What this tells you, then, is that decisions about these three threads (the what, the who and the how) are shared.  No one party can impose their preference on the other(s).

So sometimes there's a need to compromise, if the prize is worth it

Some outcomes that one organisation wants to achieve may depend on it helping others to deliver their own outcomes first or at the same time (the what).  This may mean that some collaborative work doesn’t easily fit into the first organisation’s priorities, processes and systems.  This is the main reason why collaboration depends on great internal working too - see future post.

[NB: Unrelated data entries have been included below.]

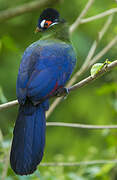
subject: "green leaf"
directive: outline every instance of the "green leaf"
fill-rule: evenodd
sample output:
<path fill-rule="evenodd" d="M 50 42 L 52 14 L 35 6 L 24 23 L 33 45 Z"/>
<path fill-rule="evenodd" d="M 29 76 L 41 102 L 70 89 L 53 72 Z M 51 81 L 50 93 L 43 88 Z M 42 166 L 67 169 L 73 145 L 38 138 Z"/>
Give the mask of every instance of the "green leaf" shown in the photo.
<path fill-rule="evenodd" d="M 97 74 L 101 70 L 102 67 L 103 67 L 103 63 L 94 64 L 91 68 L 91 76 L 94 76 L 95 74 Z"/>
<path fill-rule="evenodd" d="M 96 63 L 92 66 L 91 68 L 91 76 L 94 76 L 95 74 L 97 74 L 103 67 L 106 68 L 106 66 L 108 64 L 110 64 L 111 61 L 109 61 L 108 59 L 106 59 L 106 61 L 104 63 Z"/>

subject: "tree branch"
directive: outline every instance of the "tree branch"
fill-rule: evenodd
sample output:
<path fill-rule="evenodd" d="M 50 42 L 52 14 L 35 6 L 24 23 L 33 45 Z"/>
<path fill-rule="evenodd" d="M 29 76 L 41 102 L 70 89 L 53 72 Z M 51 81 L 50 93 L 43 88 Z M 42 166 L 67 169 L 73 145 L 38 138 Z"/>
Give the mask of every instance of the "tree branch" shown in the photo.
<path fill-rule="evenodd" d="M 117 164 L 117 159 L 112 160 L 94 160 L 94 161 L 81 161 L 81 162 L 45 162 L 40 163 L 40 166 L 86 166 L 94 164 Z"/>
<path fill-rule="evenodd" d="M 97 74 L 95 74 L 94 76 L 89 76 L 85 79 L 83 79 L 82 81 L 76 83 L 75 85 L 71 86 L 68 88 L 69 92 L 75 90 L 75 89 L 79 89 L 87 84 L 89 84 L 90 82 L 92 82 L 93 80 L 97 79 L 99 76 L 103 75 L 105 72 L 113 69 L 114 67 L 117 66 L 117 60 L 113 61 L 111 64 L 107 64 L 106 66 L 104 66 Z M 51 98 L 52 96 L 50 96 Z M 6 104 L 1 104 L 0 105 L 0 110 L 2 109 L 6 109 L 8 107 L 11 107 L 11 106 L 15 106 L 16 104 L 18 104 L 18 101 L 15 100 L 15 101 L 11 101 L 9 103 L 6 103 Z"/>
<path fill-rule="evenodd" d="M 117 36 L 115 36 L 113 38 L 113 40 L 111 42 L 109 42 L 109 44 L 102 50 L 100 51 L 88 64 L 87 66 L 85 66 L 85 68 L 81 67 L 81 69 L 76 72 L 76 74 L 72 77 L 72 79 L 68 82 L 67 84 L 67 87 L 71 86 L 75 81 L 76 79 L 81 76 L 83 74 L 84 71 L 86 71 L 87 69 L 89 69 L 91 67 L 91 65 L 93 65 L 95 62 L 97 62 L 105 53 L 107 53 L 109 51 L 109 49 L 111 49 L 115 44 L 117 43 Z M 47 115 L 47 118 L 50 116 L 50 114 L 53 112 L 53 110 L 55 109 L 55 107 L 61 102 L 62 100 L 62 97 L 56 99 L 52 105 L 50 106 L 49 108 L 49 111 L 47 111 L 46 115 Z"/>
<path fill-rule="evenodd" d="M 40 0 L 40 1 L 32 1 L 30 3 L 25 3 L 24 5 L 20 5 L 15 8 L 3 10 L 0 12 L 0 22 L 13 18 L 15 16 L 19 16 L 21 14 L 31 12 L 37 9 L 40 9 L 44 6 L 49 6 L 53 2 L 58 2 L 59 0 Z"/>
<path fill-rule="evenodd" d="M 87 125 L 87 124 L 76 124 L 76 123 L 64 123 L 64 122 L 47 122 L 46 126 L 57 126 L 57 127 L 72 127 L 82 129 L 117 129 L 117 125 Z"/>
<path fill-rule="evenodd" d="M 80 25 L 81 19 L 86 15 L 87 11 L 89 10 L 89 8 L 92 6 L 93 3 L 94 3 L 94 0 L 88 1 L 83 11 L 76 19 L 76 21 L 70 26 L 70 29 L 69 29 L 70 33 L 72 33 L 73 31 L 75 31 L 76 28 L 78 28 L 78 26 Z"/>

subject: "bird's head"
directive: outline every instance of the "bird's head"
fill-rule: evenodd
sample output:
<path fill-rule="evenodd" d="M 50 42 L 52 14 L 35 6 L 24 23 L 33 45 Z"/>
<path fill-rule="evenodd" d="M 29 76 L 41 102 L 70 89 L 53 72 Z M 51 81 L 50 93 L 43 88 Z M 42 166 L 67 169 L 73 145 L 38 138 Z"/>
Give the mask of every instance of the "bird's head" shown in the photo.
<path fill-rule="evenodd" d="M 41 13 L 35 32 L 44 32 L 63 23 L 65 23 L 65 20 L 60 18 L 57 10 L 47 8 Z"/>

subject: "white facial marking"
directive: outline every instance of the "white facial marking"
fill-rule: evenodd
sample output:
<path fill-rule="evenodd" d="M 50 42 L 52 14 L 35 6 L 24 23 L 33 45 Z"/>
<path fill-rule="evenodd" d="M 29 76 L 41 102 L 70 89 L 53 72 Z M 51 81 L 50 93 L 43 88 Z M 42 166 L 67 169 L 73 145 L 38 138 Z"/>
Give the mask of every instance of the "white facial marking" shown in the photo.
<path fill-rule="evenodd" d="M 52 23 L 49 27 L 54 26 L 55 24 L 58 24 L 58 22 Z"/>
<path fill-rule="evenodd" d="M 46 22 L 46 20 L 43 20 L 43 21 L 40 23 L 41 28 L 44 28 L 45 22 Z"/>

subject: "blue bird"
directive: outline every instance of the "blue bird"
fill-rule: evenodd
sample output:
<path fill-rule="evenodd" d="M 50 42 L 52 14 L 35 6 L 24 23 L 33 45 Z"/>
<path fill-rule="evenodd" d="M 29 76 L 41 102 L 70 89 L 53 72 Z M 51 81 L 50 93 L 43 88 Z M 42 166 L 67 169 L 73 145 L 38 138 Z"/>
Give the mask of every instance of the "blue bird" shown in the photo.
<path fill-rule="evenodd" d="M 45 146 L 45 112 L 49 96 L 64 88 L 76 63 L 68 25 L 57 10 L 45 9 L 36 32 L 42 38 L 24 52 L 17 77 L 20 104 L 10 154 L 16 174 L 32 174 L 41 162 Z"/>

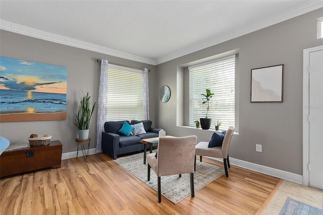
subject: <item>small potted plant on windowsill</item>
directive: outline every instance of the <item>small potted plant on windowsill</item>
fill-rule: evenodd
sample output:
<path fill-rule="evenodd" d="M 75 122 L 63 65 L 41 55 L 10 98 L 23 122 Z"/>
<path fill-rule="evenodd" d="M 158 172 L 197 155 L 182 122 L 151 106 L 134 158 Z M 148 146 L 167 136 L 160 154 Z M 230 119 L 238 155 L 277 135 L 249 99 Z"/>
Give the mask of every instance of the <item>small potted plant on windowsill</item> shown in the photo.
<path fill-rule="evenodd" d="M 219 122 L 219 120 L 218 120 L 218 123 L 214 123 L 214 125 L 216 126 L 216 130 L 219 130 L 219 127 L 220 127 L 220 125 L 221 125 L 222 124 L 222 122 Z"/>
<path fill-rule="evenodd" d="M 195 120 L 194 122 L 195 123 L 195 125 L 196 125 L 196 128 L 199 128 L 200 122 L 199 122 L 198 120 Z"/>
<path fill-rule="evenodd" d="M 206 94 L 201 94 L 201 95 L 204 96 L 204 98 L 203 98 L 203 99 L 205 100 L 205 101 L 204 101 L 202 104 L 207 103 L 206 115 L 204 118 L 200 118 L 200 122 L 202 129 L 207 130 L 210 128 L 210 126 L 211 126 L 211 122 L 212 121 L 212 119 L 207 118 L 207 113 L 208 112 L 208 110 L 210 109 L 208 102 L 210 98 L 214 95 L 214 93 L 211 93 L 211 91 L 208 89 L 206 90 Z"/>

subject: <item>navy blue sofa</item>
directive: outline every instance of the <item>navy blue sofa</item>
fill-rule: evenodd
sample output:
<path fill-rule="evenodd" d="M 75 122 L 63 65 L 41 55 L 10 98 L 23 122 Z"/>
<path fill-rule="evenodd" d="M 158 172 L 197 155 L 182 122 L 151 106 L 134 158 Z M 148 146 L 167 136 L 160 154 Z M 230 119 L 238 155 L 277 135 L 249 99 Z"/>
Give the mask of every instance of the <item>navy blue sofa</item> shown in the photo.
<path fill-rule="evenodd" d="M 117 159 L 119 155 L 140 152 L 144 149 L 144 145 L 140 142 L 142 139 L 156 137 L 160 128 L 151 127 L 151 120 L 131 120 L 126 121 L 129 124 L 135 124 L 140 122 L 143 123 L 146 133 L 129 136 L 119 132 L 123 125 L 123 121 L 111 121 L 104 123 L 104 132 L 102 132 L 101 147 L 103 153 L 112 156 L 113 160 Z"/>

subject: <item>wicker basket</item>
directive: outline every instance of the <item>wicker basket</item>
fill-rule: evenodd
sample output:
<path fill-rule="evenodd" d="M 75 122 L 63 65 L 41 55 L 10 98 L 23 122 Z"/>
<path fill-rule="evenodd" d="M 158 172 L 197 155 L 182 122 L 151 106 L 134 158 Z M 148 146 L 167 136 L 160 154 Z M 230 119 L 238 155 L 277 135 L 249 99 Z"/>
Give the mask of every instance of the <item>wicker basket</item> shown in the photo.
<path fill-rule="evenodd" d="M 43 137 L 30 138 L 28 137 L 29 144 L 31 146 L 37 147 L 39 146 L 46 146 L 49 144 L 49 141 L 51 136 L 45 136 Z"/>

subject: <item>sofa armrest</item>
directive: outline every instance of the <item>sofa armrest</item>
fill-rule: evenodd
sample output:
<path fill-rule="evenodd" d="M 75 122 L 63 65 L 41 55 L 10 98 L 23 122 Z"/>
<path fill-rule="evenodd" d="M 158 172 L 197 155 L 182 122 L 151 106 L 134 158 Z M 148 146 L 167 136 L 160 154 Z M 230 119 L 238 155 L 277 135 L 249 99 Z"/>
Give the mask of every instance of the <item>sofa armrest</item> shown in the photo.
<path fill-rule="evenodd" d="M 158 134 L 159 131 L 162 129 L 162 128 L 150 128 L 148 131 L 152 132 L 153 133 L 155 133 L 156 134 Z"/>
<path fill-rule="evenodd" d="M 101 147 L 104 153 L 107 153 L 112 156 L 113 159 L 117 159 L 119 154 L 119 141 L 120 136 L 119 134 L 109 132 L 102 132 L 102 141 Z"/>

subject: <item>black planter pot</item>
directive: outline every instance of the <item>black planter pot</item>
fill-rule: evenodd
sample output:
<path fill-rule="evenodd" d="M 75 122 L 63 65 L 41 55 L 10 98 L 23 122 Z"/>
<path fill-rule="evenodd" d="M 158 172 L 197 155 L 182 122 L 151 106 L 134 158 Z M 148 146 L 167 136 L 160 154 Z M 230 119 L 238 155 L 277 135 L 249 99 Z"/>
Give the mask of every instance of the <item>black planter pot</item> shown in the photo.
<path fill-rule="evenodd" d="M 212 119 L 200 118 L 200 124 L 203 129 L 207 130 L 209 129 L 211 126 L 211 122 L 212 122 Z"/>

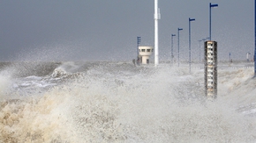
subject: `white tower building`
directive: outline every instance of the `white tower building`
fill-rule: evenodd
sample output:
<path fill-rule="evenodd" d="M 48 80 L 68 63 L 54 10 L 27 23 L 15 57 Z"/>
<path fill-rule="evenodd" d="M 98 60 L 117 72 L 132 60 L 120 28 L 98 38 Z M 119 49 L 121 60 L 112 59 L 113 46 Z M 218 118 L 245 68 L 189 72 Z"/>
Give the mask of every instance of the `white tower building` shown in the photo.
<path fill-rule="evenodd" d="M 148 64 L 149 56 L 152 54 L 153 50 L 153 46 L 139 46 L 139 63 Z"/>

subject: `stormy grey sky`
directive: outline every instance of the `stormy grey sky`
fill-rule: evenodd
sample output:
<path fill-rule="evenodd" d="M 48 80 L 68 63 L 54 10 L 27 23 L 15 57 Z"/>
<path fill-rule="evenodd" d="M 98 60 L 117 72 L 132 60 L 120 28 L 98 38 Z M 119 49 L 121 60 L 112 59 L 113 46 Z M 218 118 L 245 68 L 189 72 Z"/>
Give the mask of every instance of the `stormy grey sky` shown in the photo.
<path fill-rule="evenodd" d="M 254 52 L 253 0 L 159 0 L 159 57 L 169 60 L 170 34 L 180 32 L 181 59 L 188 59 L 188 18 L 192 59 L 209 34 L 218 42 L 218 58 L 245 60 Z M 0 61 L 132 61 L 136 38 L 154 46 L 154 0 L 1 0 Z M 177 56 L 177 37 L 174 52 Z M 201 43 L 201 53 L 202 53 Z M 154 58 L 151 58 L 152 61 Z"/>

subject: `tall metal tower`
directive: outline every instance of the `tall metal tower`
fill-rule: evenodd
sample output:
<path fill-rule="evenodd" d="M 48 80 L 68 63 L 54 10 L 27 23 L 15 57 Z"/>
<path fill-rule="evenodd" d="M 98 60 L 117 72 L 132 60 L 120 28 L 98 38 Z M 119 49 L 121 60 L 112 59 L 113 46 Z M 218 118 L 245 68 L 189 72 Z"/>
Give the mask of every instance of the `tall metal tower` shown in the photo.
<path fill-rule="evenodd" d="M 205 42 L 205 94 L 208 99 L 217 97 L 217 42 Z"/>

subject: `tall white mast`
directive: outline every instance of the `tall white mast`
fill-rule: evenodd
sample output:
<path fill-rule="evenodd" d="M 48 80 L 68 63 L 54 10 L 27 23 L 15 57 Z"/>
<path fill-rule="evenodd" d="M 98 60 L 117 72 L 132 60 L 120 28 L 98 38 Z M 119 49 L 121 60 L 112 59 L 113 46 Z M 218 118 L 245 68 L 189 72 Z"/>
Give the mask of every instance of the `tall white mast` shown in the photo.
<path fill-rule="evenodd" d="M 154 0 L 154 66 L 159 64 L 158 58 L 158 20 L 160 19 L 160 9 L 158 8 L 158 0 Z"/>

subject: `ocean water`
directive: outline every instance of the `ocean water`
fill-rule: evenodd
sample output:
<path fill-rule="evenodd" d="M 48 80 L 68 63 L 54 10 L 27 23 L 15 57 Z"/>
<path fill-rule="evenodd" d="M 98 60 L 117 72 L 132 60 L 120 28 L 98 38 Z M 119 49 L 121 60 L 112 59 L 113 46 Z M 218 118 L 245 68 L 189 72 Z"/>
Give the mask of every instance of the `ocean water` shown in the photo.
<path fill-rule="evenodd" d="M 202 65 L 2 62 L 0 142 L 256 142 L 256 80 L 243 65 L 220 66 L 208 101 Z"/>

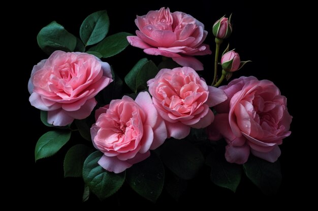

You can't force collaboration

Organisations which the initiators or collaborators would really like to involve, can decline to get involved (the who).  You may need to go into persuasion and listening mode, asking "what would it take, for your organisation to collaborate?" or "what do you want to achieve, that this emerging work could help take forward?" or "how would it need to be organised and run, for your organisation to be happy with getting involved?"

Helping your team share decisions

The big challenge in sharing decisions is knowing how much decision-making authority you have within your own organisation.  Let me explain why.  There will almost certainly be some tension between what your organisation wants and what your collaborators want.  Even if it's just over process matters like how far in advance to send around pre-meeting reading, or whether to have formal Terms of Reference for a steering group.  So the people 'in the room' doing the negotiating need to be clear about their organisation's ‘bottom lines’ and preferences, and clear about their own mandate to commit it to things (including things which don’t directly deliver their own organisation's objectives).

You or your team need to be confident that the people the report to are happy with the ways things are progressing.

And if you or your team are involved in  working out the process (e.g. planning wider stakeholder engagement, planning and running meetings, project planning), they need to do this in conjunction with collaborators’ organisations.

If your organisation has rigid annual planning and budget-setting processes, there may be a tension because it will not be in control of the pace that the collaboration moves at, so there will be quite a lot of uncertainty to take into account when doing that internal planning and budgeting.

Keep an eye out for the impact of your own internal systems such as authorisation or reporting procedures - are they getting in the way of collaborative work?  Who do you need to talk to, to sort this out?